If you have an attorney, meet with the attorney in advance. Ask the attorney to provide you proposed questions. In my experience, it easies a client’s nerves to know at least some of the questions in advance. There is no way an attorney can prepare all questions in advance because answers may prompt additional questions during the Trial.
If you don’t have an attorney, you should put together an outline for your presentation at Trial. I would suggest you pull the law that is being applied and then input in the facts to support the argument that you are making. Once you have an outline, start putting together questions that assist you in getting the facts stated on the record at Trial. When you question your witness, you ask direct questions. Leading questions are allowed during cross-examination.
Trial questions are very fact specific. You have to know the issues and allegations to be able to adequately prepare. Hopefully, the Judge has Ordered the submission of a Pre-Trial Memorandum which will you in understanding the allegation being made by the Opposing Party and allow you to prepare for those issues. As an example, in a custody case you may consider these questions:
- What is the name of the child’s teacher?
- What is routine regarding the child’s homework?
- What is the name of the child’s doctor?
- How many medical appointments have you attended?
- What is the minor child’s typical schedule on school days in your household?
- What is the minor child’s typical schedule on non-school days in your household?
Besides questions, look at the Exhibits that are proposed for the Trial. If you have an attorney, the attorney will prepare Exhibits. If you represent yourself, you will prepare the Exhibits. It is very important that Exhibits be tabbed with numbers for the Plaintiff and letters for the Defendant. All Exhibits are supposed to be disclosed in advance of Trial and tabbed Exhibit Books produced by the deadline provided by the Court. Looking at the Exhibits helps to identify what the Opposing Part will allege at Trial and it helps to rein in your testimony.

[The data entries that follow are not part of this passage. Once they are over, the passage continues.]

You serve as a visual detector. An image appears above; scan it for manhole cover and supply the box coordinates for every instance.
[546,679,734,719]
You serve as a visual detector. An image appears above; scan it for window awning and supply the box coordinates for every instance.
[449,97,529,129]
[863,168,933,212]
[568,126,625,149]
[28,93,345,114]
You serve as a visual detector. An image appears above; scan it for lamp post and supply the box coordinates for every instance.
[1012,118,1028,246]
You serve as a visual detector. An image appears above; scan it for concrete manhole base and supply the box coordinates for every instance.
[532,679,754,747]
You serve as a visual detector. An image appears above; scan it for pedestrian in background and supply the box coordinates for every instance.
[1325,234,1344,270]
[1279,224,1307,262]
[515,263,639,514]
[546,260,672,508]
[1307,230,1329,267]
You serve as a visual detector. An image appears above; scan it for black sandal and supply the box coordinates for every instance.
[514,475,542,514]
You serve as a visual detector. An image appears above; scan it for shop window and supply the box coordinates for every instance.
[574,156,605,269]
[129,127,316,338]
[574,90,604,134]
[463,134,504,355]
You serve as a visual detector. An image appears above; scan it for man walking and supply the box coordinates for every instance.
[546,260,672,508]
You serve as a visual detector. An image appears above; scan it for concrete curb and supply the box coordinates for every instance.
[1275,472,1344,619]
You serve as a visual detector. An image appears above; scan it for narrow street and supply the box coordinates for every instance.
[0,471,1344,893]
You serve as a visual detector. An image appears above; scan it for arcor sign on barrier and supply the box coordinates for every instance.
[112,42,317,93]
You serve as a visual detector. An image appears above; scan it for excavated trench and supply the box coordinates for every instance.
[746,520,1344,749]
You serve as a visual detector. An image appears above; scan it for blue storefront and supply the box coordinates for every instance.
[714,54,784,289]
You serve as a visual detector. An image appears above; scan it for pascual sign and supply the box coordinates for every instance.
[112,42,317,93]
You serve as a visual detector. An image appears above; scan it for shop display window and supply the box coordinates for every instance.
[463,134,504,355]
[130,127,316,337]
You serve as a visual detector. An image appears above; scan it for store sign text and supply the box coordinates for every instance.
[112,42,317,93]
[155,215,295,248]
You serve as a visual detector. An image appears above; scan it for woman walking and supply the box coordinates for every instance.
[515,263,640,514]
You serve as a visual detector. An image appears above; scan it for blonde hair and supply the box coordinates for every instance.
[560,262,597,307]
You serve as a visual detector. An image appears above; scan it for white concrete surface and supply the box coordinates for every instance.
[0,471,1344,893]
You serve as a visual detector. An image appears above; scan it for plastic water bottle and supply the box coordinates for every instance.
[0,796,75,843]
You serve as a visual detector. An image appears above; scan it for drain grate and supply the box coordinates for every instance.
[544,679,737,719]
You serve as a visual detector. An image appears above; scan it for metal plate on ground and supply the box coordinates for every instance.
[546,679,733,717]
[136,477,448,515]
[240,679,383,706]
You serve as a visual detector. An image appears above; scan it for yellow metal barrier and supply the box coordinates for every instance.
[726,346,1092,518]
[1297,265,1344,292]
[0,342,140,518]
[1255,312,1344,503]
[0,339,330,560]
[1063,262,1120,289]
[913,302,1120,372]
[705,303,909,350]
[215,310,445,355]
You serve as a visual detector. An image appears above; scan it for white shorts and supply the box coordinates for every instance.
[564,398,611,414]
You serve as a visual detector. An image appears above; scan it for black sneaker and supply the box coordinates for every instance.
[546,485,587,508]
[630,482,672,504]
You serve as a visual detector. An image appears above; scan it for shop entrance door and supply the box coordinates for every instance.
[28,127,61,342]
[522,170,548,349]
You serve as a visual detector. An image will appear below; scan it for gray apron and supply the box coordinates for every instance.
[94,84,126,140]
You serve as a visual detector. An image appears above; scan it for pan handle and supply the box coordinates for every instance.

It is very important to listen to the questions asked and answer only those questions. It is very common in Court for a witness to answer a question in a manner that is non-responsive. If it is a yes or no question, answer it that way. The Judges get very frustrated when a witness tries to qualify their answer and does not answer what has been asked.
If an objection is made at Trial, you wait and do not answer until the Judge directs you to answer. An objection is a legal argument asking the Court not to allow the witness to answer the question. It is important whenever an objection is logged to stop and wait. After the objection is made the Judge will rule either “overruled” or “sustained.” Overruled means that you answer the question and sustained means you do not answer the question.
If you are a witness, you do not ask questions. You are on the witness stand to answer questions. Do you ask questions of the Court or the person answering the questions? You will have the opportunity to provide your side and present additional testimony regarding your position in the case.
Do not argue with the Judge, Opposing Counsel or Opposing Party. I was recently in a Trial where the witness made negative statements about the Court and Counsel. It impacts credibility and character which may have an impact on the outcome of your case. Be respectful! Even if you are frustrated, you need to be calm and collected.
Also, I always bring bottled water and extra layers of clothing to Trial. I try to make myself as comfortable as possible. Being comfortable is important, but make sure to dress appropriately for attendance at Trial.